Narasi geotermal di Mataloko sebenarnya sudah berlangsung sejak tahun 1998. Program pembagunan ini dijanjikan untuk mengembangkan potensi panas bumi di Mataloko yang terletak di areal sekitar 5 km2 dengan potensi cadangan terduga sekitar 65 MW yang akan digunakan menjadi tenaga listrik. Menurut catatan Kementerian Energi dan Sumber Daya Mineral Republik Indonesia, program ini dikoordinir oleh Ditjen LPE atas penandatangan kerja sama resmi Ditjen Geologi dan Sumber Daya Mineral (GSDM), Ditjen Listrik dan Pemanfaatan Energi LPE, Pemda Kabupaten Ngada dan PT PLN. Selanjutanya catatan ini menerangkan pengembangan potensi sumber panas bumi yang terletak di sekitar 15 km sebelah timur kota Bajawa, ibu kota kabupaten Ngada, dimulai dengan survei pendahuluan oleh Direktorat Vulkanologi tahun 1984 dan 1997. Kegiatan eksplorasi dilakukan tahun 1997 hingga tahun 2002 oleh Indonesia (Direkorat Vulkanologi) dan Jepang (GSJ, West JEC, MRC dan Nedo) dalam rangka kerja sama The research cooperation project of the exploration os Small Scale Geothermal Resources in the Eastern part of Indonesia (ESSI).
Penelitian berbasis ilmu ini tidak berhenti di sini saja, tetapi terus berjalan mengikuti fakta operasional sejak dimulainya proyek ini di tanah Mataloko. Setelah 20 tahun berjalan penelitian berbasis ilmu pengetahuan dengan istilahnya yang cukup sumpek, terjawab melalui atap seng rumah yang berkarat, polusi udara belerang yang menyengat, beberapa anak sungai yang tercemar dan matinya humus tanah pada lahan-lahan produksi masyarakat setempat. Bahkan pada tahun 2009 Wikipedia merilis terjadinya lumpur panas di lokasi geotermal Mataloko kecamatan Golewa, kabupaten Ngada tepatnya tanggal 17 Januri 2009, menyusul semburan kedua pada dua lobang semburan di tanggal 20 Januari dan 21 Januari secara berturut-turut.
Berhadapan dengan narasi penelitian lapangan dan segala bentuk survei yang disebutkan, cukup pantas kita menyebutnya sebagai mitos modern yang dikembangkan oleh kapitalis sebagai bentuk kebobrokan publik. Sementara itu jeritan masyarakat masih dibentur oleh kepentingan sekelompok penampuk kebijakan atas dasar “tanggung jawab yang dibayar”. Pada konteks ini Pemerintah daerah setempat kehilangan tanggung jawab atas realitas yang terjadi.

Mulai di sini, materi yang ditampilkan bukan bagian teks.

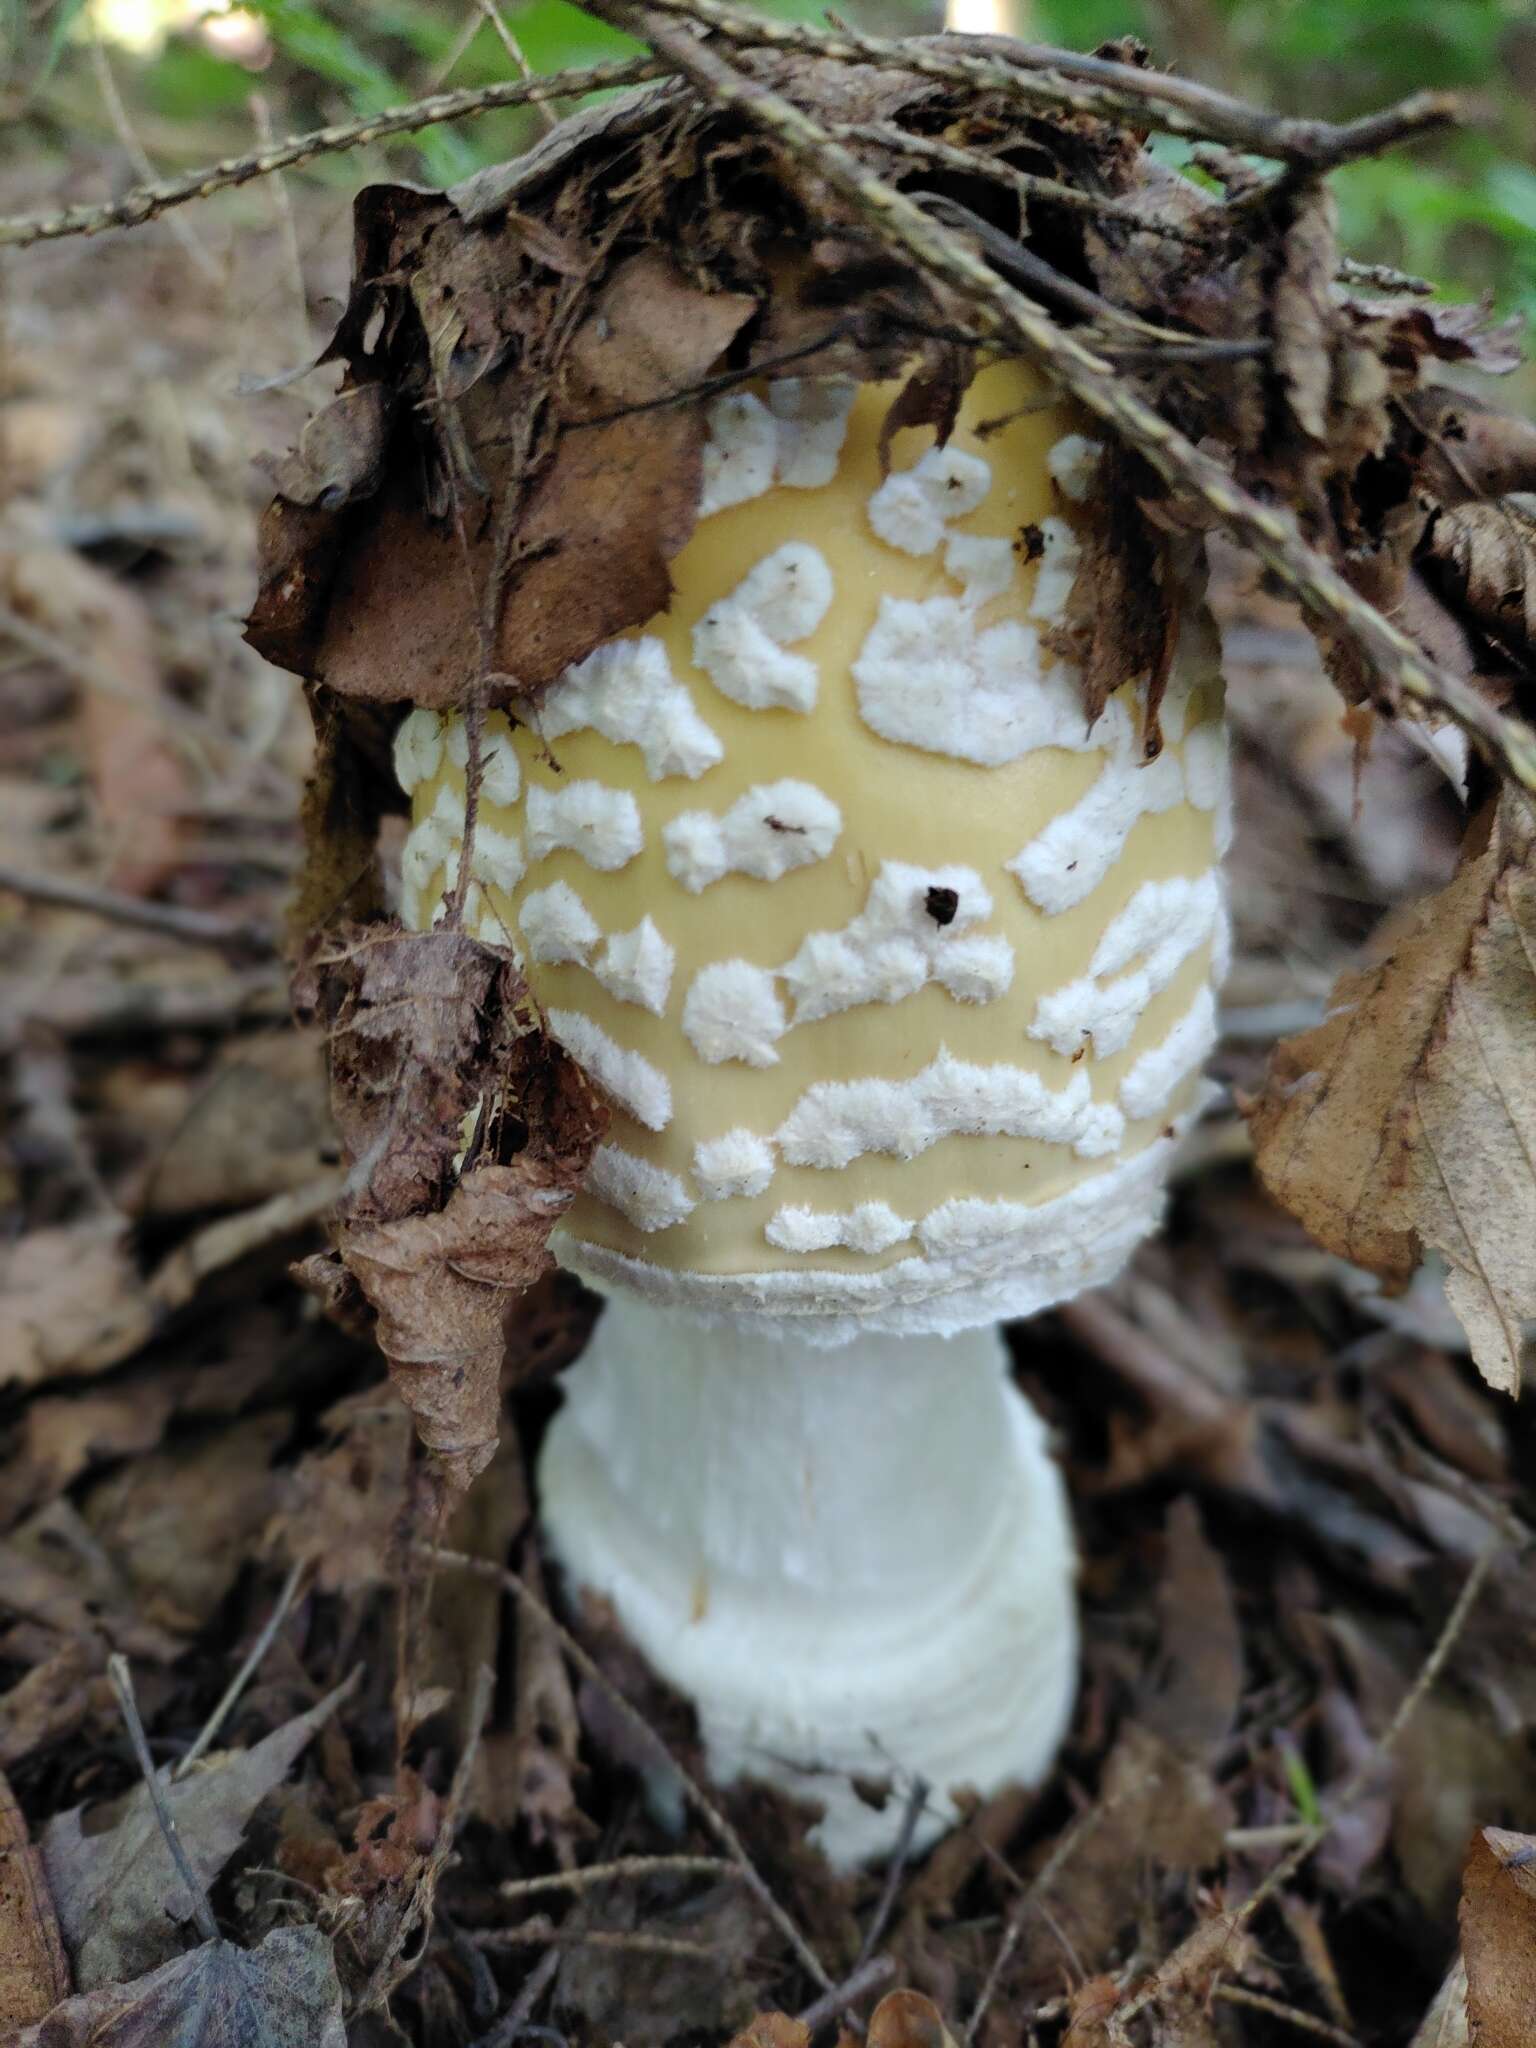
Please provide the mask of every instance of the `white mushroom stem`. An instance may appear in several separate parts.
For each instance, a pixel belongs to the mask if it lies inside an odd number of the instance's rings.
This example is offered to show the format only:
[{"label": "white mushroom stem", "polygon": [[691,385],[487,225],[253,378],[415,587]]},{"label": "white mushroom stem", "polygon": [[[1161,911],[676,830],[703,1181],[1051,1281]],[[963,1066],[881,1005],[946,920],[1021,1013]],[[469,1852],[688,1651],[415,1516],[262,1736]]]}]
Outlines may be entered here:
[{"label": "white mushroom stem", "polygon": [[[1049,1770],[1077,1670],[1075,1559],[1039,1417],[995,1327],[710,1329],[610,1300],[540,1466],[573,1589],[613,1602],[696,1704],[718,1783],[825,1808],[834,1864],[888,1853],[913,1777],[919,1844]],[[853,1780],[895,1781],[884,1811]]]}]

Realitas seng yang berkarat, udara belerang yang menyengat, lahan produksi yang rusak merupakan objek penderitaan dan kesengsaraan yang membutuhkan tanggungan ekonomis dan jawaban etis dari elit kepemerintahan.
Oleh karena itu, tanggung jawab diartikan sebagai jawaban yang diberikan atas kehadiran yang lain dan jawaban ini hendaknya dilihat sebagai bentuk pengakuan etis (Felix Baghi, 2012). Selanjutnya kita patut bertanya apakah Pemda Ngada yang dalam narasi disebut sebagai aktor yang mendatangani perjanjian pembangunan geotermal di Mataloko memiliki tanggung jawab etis? Jika realitas yang berjalan selama 20 tahun terakhir ini adalah jeritan penderitaan dan kesengsaraan masyarakat Mataloko, maka narasi penelitian dengan lembaga terkait yang mantap tentunya belum mendapatkan tanggungan ekonomis dan jawaban etis.

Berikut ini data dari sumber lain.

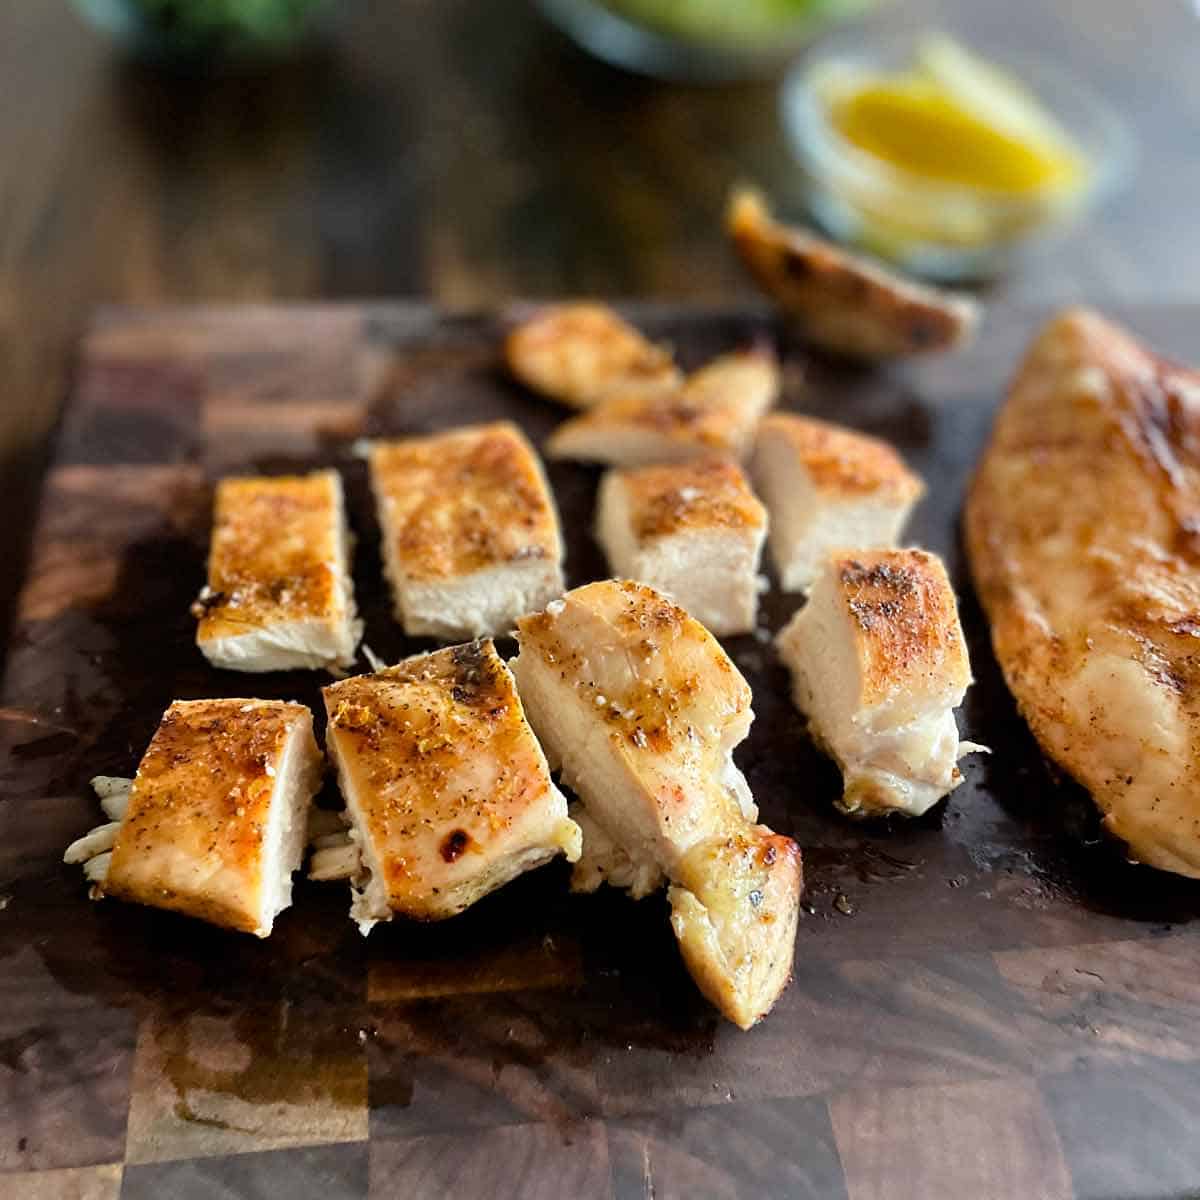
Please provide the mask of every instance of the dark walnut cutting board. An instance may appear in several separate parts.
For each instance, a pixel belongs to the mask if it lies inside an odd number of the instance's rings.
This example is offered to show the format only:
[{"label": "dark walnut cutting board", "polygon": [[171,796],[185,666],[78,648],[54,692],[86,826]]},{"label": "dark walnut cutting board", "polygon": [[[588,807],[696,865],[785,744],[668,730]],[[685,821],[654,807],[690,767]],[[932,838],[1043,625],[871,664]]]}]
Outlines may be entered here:
[{"label": "dark walnut cutting board", "polygon": [[[870,372],[811,358],[761,312],[634,315],[688,364],[772,338],[786,406],[887,437],[925,476],[912,536],[951,565],[978,676],[963,732],[995,753],[920,821],[852,824],[765,637],[726,642],[757,712],[738,761],[808,877],[795,979],[748,1034],[692,986],[660,898],[572,897],[562,864],[369,940],[338,886],[300,883],[266,942],[90,904],[59,861],[98,819],[87,780],[131,772],[168,701],[318,704],[315,674],[216,672],[193,646],[212,481],[341,469],[367,640],[394,659],[428,643],[389,619],[355,439],[501,416],[541,439],[562,416],[504,378],[495,319],[106,313],[46,481],[0,713],[0,1200],[1200,1194],[1200,887],[1127,864],[1052,779],[959,544],[1033,316],[992,314],[964,355]],[[1123,315],[1191,348],[1194,311]],[[602,576],[598,472],[550,476],[571,583]],[[772,592],[765,626],[794,604]]]}]

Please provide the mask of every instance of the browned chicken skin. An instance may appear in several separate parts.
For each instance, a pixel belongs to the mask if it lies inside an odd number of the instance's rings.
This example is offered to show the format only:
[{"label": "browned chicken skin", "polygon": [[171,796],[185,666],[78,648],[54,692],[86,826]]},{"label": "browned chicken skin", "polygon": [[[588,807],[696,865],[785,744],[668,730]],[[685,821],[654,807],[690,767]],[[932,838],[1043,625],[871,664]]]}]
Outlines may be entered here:
[{"label": "browned chicken skin", "polygon": [[1142,862],[1200,877],[1200,373],[1094,313],[1042,330],[966,536],[1043,750]]}]

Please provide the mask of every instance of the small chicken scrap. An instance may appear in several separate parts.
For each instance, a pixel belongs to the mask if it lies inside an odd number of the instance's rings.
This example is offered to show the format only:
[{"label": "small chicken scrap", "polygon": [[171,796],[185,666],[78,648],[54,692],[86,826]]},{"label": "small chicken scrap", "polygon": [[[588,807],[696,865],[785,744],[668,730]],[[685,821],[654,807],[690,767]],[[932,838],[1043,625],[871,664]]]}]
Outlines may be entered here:
[{"label": "small chicken scrap", "polygon": [[597,540],[613,574],[665,593],[713,633],[749,633],[766,509],[720,458],[609,471]]},{"label": "small chicken scrap", "polygon": [[895,546],[925,491],[886,442],[795,413],[763,419],[751,473],[787,592],[807,592],[831,550]]},{"label": "small chicken scrap", "polygon": [[959,741],[971,666],[937,555],[830,555],[777,645],[796,707],[842,768],[842,811],[920,816],[962,782],[958,760],[984,749]]},{"label": "small chicken scrap", "polygon": [[800,851],[756,824],[732,751],[750,688],[703,626],[652,588],[592,583],[518,622],[529,720],[580,798],[572,880],[636,899],[670,884],[671,924],[701,991],[735,1024],[791,974]]},{"label": "small chicken scrap", "polygon": [[362,637],[350,546],[336,471],[222,480],[192,605],[205,658],[231,671],[350,666]]},{"label": "small chicken scrap", "polygon": [[578,859],[579,828],[490,639],[324,695],[350,828],[323,836],[310,874],[351,881],[364,934],[394,914],[455,916],[556,855]]},{"label": "small chicken scrap", "polygon": [[670,353],[648,342],[606,304],[574,301],[540,309],[508,335],[512,373],[571,408],[615,392],[669,390],[682,381]]},{"label": "small chicken scrap", "polygon": [[72,842],[92,897],[267,937],[291,903],[324,760],[281,700],[176,700],[132,780],[92,781],[109,822]]},{"label": "small chicken scrap", "polygon": [[714,454],[744,458],[759,418],[779,397],[774,354],[724,354],[678,387],[611,393],[564,421],[546,442],[550,458],[618,467],[686,462]]},{"label": "small chicken scrap", "polygon": [[507,633],[563,590],[542,465],[509,421],[371,443],[383,561],[405,633]]},{"label": "small chicken scrap", "polygon": [[898,358],[965,345],[979,306],[925,287],[771,218],[757,192],[734,192],[725,217],[759,287],[817,346],[853,358]]}]

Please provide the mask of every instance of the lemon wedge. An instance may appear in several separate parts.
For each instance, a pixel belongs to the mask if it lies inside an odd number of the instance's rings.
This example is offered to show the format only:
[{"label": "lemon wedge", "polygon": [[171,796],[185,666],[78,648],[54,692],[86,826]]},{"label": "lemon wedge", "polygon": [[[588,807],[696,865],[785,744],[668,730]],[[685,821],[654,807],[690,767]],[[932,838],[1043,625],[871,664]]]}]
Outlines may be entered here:
[{"label": "lemon wedge", "polygon": [[944,36],[907,72],[865,76],[831,98],[842,137],[932,181],[1027,196],[1078,191],[1083,155],[1007,73]]}]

Di tengah kesengsaraan masyarakat Mataloko yang masih marak-maraknya dengan narasi penipuan kapitalis tentang proyek geotermal sebagaimana diulas pada catatan di atas, muncul pula kebijakan yang lebih bobrok lagi tentang narasi proyek yang sama yakni pembangunan geotermal di Desa Radabata dan Desa Dadawea, Kecamatan Golewa Kabupaten Ngada. Ini merupakan pertunjukan kehebatan kapitalis yang cukup sadis. Paham sadisme secara kontekstual mendapat implikasinya pada praktik bejat para pencuri harta di Desa Radabata dan Desa Dadawea. Sementara itu perhatian pemerintah setempat seolah-olah sudah dibungkus oleh “uang sirih pinang” atau trennya “uang rokok”. Masyarakat Radabata dan Dadawea berdiri sendirian bagai anak ayam kehilangan induknya. Ini realitas yang miris dan sangat memalukan.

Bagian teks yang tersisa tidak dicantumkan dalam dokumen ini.